In with Geno Smith. Out with Tim Tebow. Still here with questions surrounding Mark Sanchez’s job security.
Welcome to another installment of “Who’s Our Quarterback” presented commercial free by the New York Jets. Even though last year’s production was a critical and commercial flop, the Jets have decided to run out a sequel anyway — and only a year later.
Sanchez returns in the Nicolas Cage role — terribly play a major part, but make the entertainment value of the badness too good to pass up. Sanchez gets joined in the cast by two newcomers — Smith and David Garrard.
Smith and Garrard were brought in because we have enough evidence to confidently say Sanchez is not very good at quarterback. In Sanchez’s four years as a starter, he has never finished higher than 20th in Football Outsiders’ Defense-adjusted Yards Above Replacement (DYAR) — with only one of those years ending in a positive DYAR — and has never had a season with a positive value per play based on FO’s DVOA.
It’s possible Sanchez won’t be in the quarterback competition because there are rumors of him being cut after June 1. As much as the Jets would love to cut ties with Sanchez, cutting him would result in $17 million worth of dead money on the Jets’ salary cap — about $5 million more than his cap hit if he stays on the roster. It’s almost as if former GM Mike Tannenbaum knew he would be fired if 2012 went poorly and created the terms of Sanchez’s extension to leave the Jets screwed if that were to happen. But hey, at least Tebow’s gone, right?

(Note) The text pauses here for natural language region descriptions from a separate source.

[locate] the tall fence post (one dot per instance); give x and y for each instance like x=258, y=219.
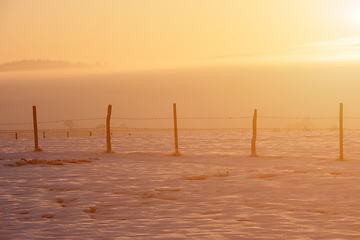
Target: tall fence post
x=341, y=129
x=175, y=132
x=36, y=139
x=253, y=140
x=108, y=135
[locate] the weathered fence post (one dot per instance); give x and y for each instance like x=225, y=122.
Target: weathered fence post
x=341, y=129
x=253, y=140
x=108, y=135
x=175, y=132
x=37, y=149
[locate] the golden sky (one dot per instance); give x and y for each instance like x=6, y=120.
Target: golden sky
x=137, y=32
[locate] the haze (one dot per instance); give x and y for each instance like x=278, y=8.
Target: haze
x=213, y=58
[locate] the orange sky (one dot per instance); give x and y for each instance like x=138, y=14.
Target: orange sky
x=137, y=32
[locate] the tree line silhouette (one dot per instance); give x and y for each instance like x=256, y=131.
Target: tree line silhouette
x=39, y=64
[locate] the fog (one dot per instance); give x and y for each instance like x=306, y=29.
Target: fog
x=206, y=89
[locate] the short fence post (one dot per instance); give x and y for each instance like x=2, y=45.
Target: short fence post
x=341, y=129
x=175, y=132
x=37, y=149
x=108, y=135
x=253, y=140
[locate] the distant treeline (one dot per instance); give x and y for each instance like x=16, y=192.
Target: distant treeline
x=39, y=64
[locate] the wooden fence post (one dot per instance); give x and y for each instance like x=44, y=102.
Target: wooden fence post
x=108, y=135
x=341, y=129
x=37, y=149
x=253, y=140
x=175, y=132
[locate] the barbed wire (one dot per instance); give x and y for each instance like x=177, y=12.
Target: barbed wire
x=179, y=118
x=55, y=121
x=269, y=117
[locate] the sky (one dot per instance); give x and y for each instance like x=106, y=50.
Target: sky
x=142, y=32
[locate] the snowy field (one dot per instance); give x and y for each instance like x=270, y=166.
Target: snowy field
x=72, y=190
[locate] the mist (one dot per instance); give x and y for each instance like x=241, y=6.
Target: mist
x=206, y=89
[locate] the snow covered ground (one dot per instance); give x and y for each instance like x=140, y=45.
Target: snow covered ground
x=72, y=190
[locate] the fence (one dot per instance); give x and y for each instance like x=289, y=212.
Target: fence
x=238, y=143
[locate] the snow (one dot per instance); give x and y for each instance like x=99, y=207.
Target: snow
x=296, y=189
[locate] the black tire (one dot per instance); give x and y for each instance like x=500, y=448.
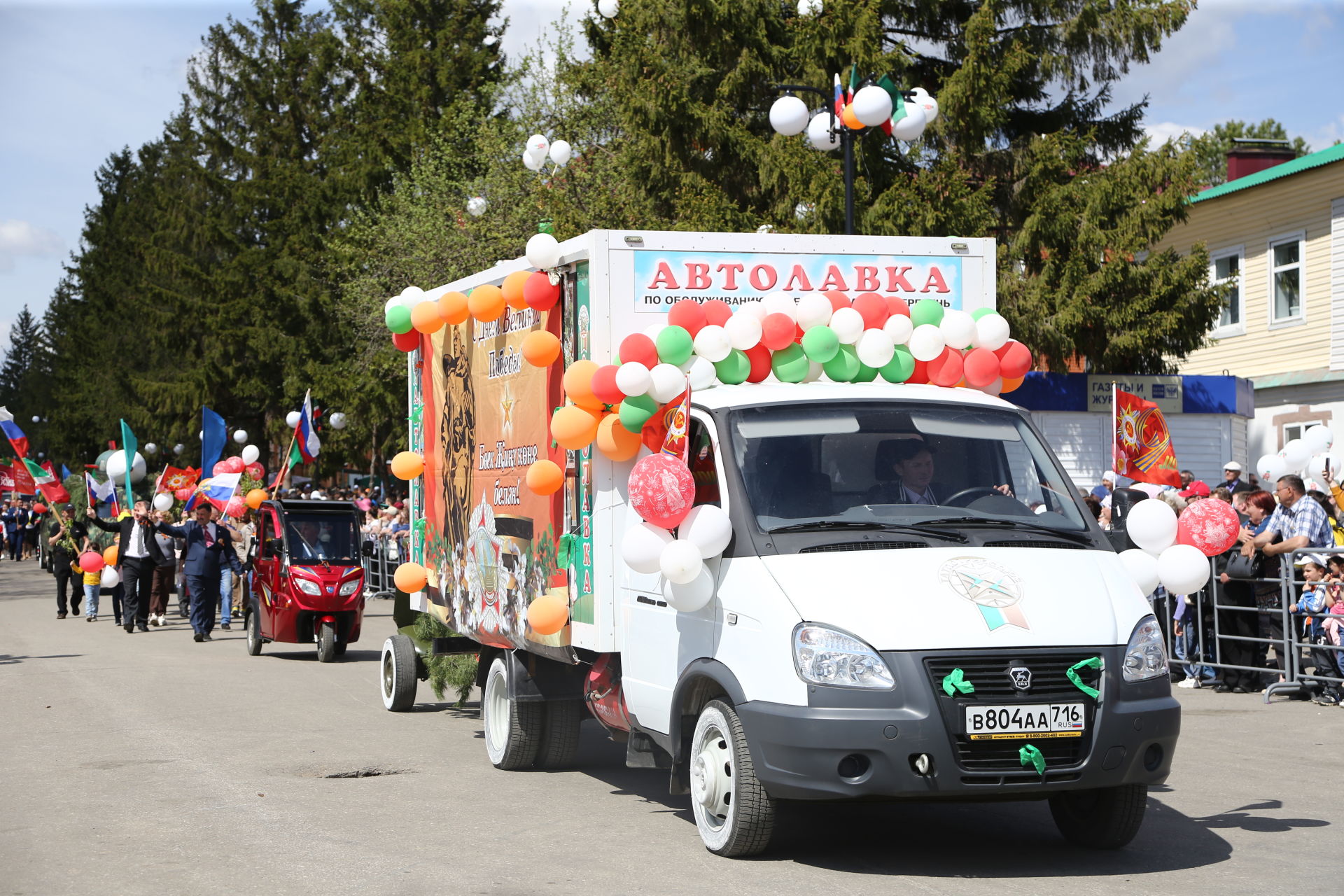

Garrard is the established veteran in the group, but he brings a ton of question marks. He was named the Miami Dolphins‘ starter in training camp last season before a knee injury kept him from playing at all. He hasn’t played in a regular season game since 2010 and is currently 35 years old. Only three quarterbacks 35 or older played in more than three games in 2012 — Matt Hasselbeck, Tom Brady and Peyton Manning. It’s tough to envision Garrard as more than a positive veteran presence for Smith to learn from in the quarterback room and the practice field. That alone could be worth keeping him around since the other veteran presence would be, you know, Sanchez.
Smith, though, is the wildcard in this competition because there’s actually a chance he could be good. Football Outsiders has a projection formula for college quarterbacks to project how they will translate to playing at the professional level — using stats like games started and completion percentage — called the Lewin Career Forecast. The LCF projects a player’s DYAR for years 3-5 of his career. Smith’s LCF came out to 2,604 — the highest for the 2012 QB class and in between the LCF projections for Robert Griffin III, 2,530, and Andrew Luck, 1,749.
As a conservative prediction, if Smith can total 15% of his LCF projection in his first season — Griffin had 28%, Luck 14%, Russell Wilson 32%, and Andy Dalton had 35% in his rookie season in 2011 — he would finish with a season DYAR of 309, which would place him 19th overall for the 2012 season.
For a reference, Sanchez’s LCF projection was for 151. In years three and four of his career, he has a total DYAR of -664. Sanchez would need a DYAR of 815 — a better season than Eli Manning‘s 2012 — to match his projection, so sometimes players will fall short.
Smith may be the Jets’ best shot at decent quarterback play in 2013, but both John Idzik and Rex Ryan have stated they feel no pressure or need to immediately start him. If the Jets can accept realistic expectations and realize players like Griffin, Luck and Wilson are exceptions to the usual play of rookie quarterbacks and wait until Smith is ready to take the field, they could finally have an answer at the position.
Now the question remains — regardless of who wins the starting job — who does the quarterback have to catch the ball?